Statistics and Data Science¶
This is the start of a book for a graduate-level course at NYU Physics titled Statistics and Data Science.
Here are some of the objectives of this course:
Learn essential concepts of probability
Become familiar with how intuitive notions of probability are connected to formal foundations.
Overcome barriers presented by unfamiliar notation and terminology.
Internalize the transformation properties of distributions, the likelihood function, and other probabilistic objects.
Understand the differences between Bayesian and Frequentist approaches, particularly in the context of physical theories.

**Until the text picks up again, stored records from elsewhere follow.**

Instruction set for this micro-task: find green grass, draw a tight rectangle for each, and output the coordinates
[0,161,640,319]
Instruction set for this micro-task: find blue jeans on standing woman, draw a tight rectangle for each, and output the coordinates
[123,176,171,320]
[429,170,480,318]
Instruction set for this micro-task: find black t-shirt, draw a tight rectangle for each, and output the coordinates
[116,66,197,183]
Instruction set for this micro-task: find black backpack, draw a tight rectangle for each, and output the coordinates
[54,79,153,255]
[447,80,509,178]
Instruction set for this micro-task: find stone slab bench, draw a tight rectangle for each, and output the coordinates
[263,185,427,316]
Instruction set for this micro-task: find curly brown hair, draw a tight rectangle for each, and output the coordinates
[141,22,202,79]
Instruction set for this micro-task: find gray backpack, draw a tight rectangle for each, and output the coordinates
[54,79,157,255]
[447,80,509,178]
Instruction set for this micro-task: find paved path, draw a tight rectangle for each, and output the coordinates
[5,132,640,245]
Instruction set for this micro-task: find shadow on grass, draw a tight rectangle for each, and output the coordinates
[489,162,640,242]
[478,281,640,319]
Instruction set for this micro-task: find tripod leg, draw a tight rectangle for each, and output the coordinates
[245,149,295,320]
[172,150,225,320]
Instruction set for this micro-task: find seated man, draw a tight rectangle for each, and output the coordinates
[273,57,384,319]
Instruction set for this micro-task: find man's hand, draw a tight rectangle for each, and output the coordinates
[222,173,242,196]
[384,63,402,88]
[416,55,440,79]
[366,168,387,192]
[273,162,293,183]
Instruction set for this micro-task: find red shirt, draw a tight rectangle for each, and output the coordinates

Connect these concepts to modern data science tools and techniques like the scientific python ecosystem and automatic differentiation.

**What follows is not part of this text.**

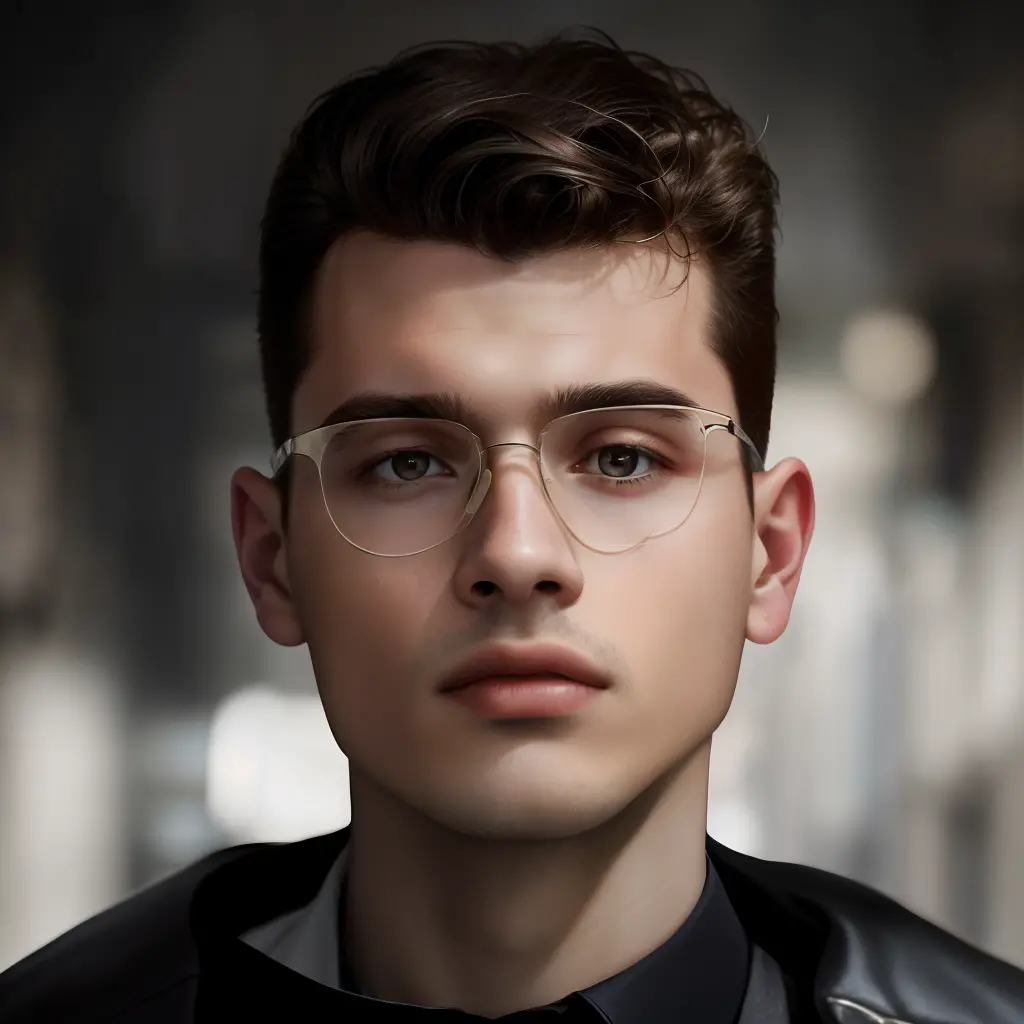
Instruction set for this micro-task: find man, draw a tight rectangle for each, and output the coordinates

Learn essential concepts of statistics
Learn classical statistical procedures: point estimates, goodness of fit tests, hypothesis tests, confidence intervals and credible intervals.

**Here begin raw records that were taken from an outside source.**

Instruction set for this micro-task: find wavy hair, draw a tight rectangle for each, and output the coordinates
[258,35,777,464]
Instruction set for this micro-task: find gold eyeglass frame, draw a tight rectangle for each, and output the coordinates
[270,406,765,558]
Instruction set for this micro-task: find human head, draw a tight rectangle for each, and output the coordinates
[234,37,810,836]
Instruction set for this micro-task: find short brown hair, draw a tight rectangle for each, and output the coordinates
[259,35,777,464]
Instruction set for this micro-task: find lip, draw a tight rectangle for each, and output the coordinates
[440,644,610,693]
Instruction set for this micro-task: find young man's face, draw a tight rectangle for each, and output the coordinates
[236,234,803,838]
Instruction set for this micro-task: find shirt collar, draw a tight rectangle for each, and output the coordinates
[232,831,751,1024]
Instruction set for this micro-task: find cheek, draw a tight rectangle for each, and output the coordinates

Become familiar with statistical decision theory
Recognize probabilistic programs as statistical models
Become familiar with the computational challenges found in statistical inference and techniques developed to overcome them.
Understand the difference between statistical associations and causal inference
Learn essential concepts of software and computing
Become familiar with the scientific python ecosystem
Become familiar with software testing via use of nbgrader
Become familiar with automatic differentiation & differentiable programming
Become familiar with probabilistic programming
Learn essential concepts of machine learning
Become familiar with core tasks such as classification and regression
Understand the notion of generalization
Understand the role of regularization and inductive bias
Become familiar with the taxonomy of different types of models found in machine learning: linear models, kernel methods, neural networks, deep learning
Become familiar with the interplay of model, data, and learning (optimization) algorithms
Touch on different learning settings: supervised learning, unsupervised learning, reinforcement learning
Learn essential concepts of data science
Understand how data science connects to the topics above
Gain confidence in using scientific python and modern data science tools to analyze real data
Warning
Please note that the class website is under active development, and content will be added throughout the duration of the course.
Tip
If you would like to audit this class, email Prof. Cranmer (kyle.cranmer at nyu ) with your NYU netID
Note
In approaching this book I am torn between different styles. I like very much the atomic nature of Quantum Field Theory by Mark Srednicki as it is readable and a useful reference without too much narrative. On the other hand, I want to blend together the hands-on coding elements with fundamental concepts, and I am inspired by the book Functional Differential Geometry by Gerald Jay Sussman and Jack Wisdom.